The first set of detailed guidelines to NBFCs on Securitization of Standard Assets was notified by RBI in February 2006.
Subsequently, to make the process more robust draft guidelines for revision of the guidelines for NBFCs were formulated and placed in public domain for comments in June 2010 and for Banks in May 2010.
RBI vide its circular DBOD.No.BP.BC-103/21.04.177/2011-12 dated May 07, 2012 issued the revised final guidelines, which were applicable to Banks.
As NBFCs too are players in the Securitization market, RBI today advised NFBCs also to adopt the same guidelines.
The thought behind these guidelines are to
01) Minimize unhealthy practices surrounding securitization, like origination of loans with the sole aim of securitization.
02) Redistribute the underlying credit risk amongst a wide range of investors.

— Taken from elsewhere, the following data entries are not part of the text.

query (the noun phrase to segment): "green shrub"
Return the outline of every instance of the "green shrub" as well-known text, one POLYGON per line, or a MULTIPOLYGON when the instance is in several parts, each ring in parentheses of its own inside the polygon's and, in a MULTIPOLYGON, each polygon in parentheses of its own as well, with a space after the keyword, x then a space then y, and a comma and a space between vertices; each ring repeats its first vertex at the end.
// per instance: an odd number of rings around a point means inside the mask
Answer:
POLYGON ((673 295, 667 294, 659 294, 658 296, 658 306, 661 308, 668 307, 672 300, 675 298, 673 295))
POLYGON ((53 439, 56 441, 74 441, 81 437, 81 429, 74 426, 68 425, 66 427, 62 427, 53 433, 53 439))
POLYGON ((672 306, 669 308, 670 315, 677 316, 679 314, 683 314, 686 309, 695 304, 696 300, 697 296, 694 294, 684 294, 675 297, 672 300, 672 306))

03) Provide comfort to the investors that the originators have exercised due diligence in the Loan processing cycle.
The guidelines are organized in three Sections: –
Section A contains the provisions relating to securitization of assets. A separate circular would be issued in due course on reset of credit enhancements in case of securitization transactions.
Section B contains stipulations regarding transfer of standard assets through direct assignment of cash flows.
Section C enumerates the securitization transactions which are currently not permissible in India.
The major highlights of the guidelines are:
a) In a single securitization transaction, the underlying assets should represent the debt obligations of a homogeneous pool of obligors. This is because, a single asset securitization does not lead to redistribution of risk, and as such is not consistent with the economic objectives of securitization
b) Minimum Holding Period (MHP) – Originating NBFCs can securitize loans only after these have been held by them for a minimum period in their books.
c) Minimum Retention Requirement (MRR) – The MRR is primarily designed to ensure that the originating NBFCs have a continuing stake in the performance of securitized assets.
d) MRR will have to be maintained by the entity which securitises the loans. The entity ‘originating’, the loan and the entity ‘securitizing’, the loan can be different, in some cases.
e) Stress Testing – NBFCs should regularly perform their own stress tests appropriate to their securitization positions.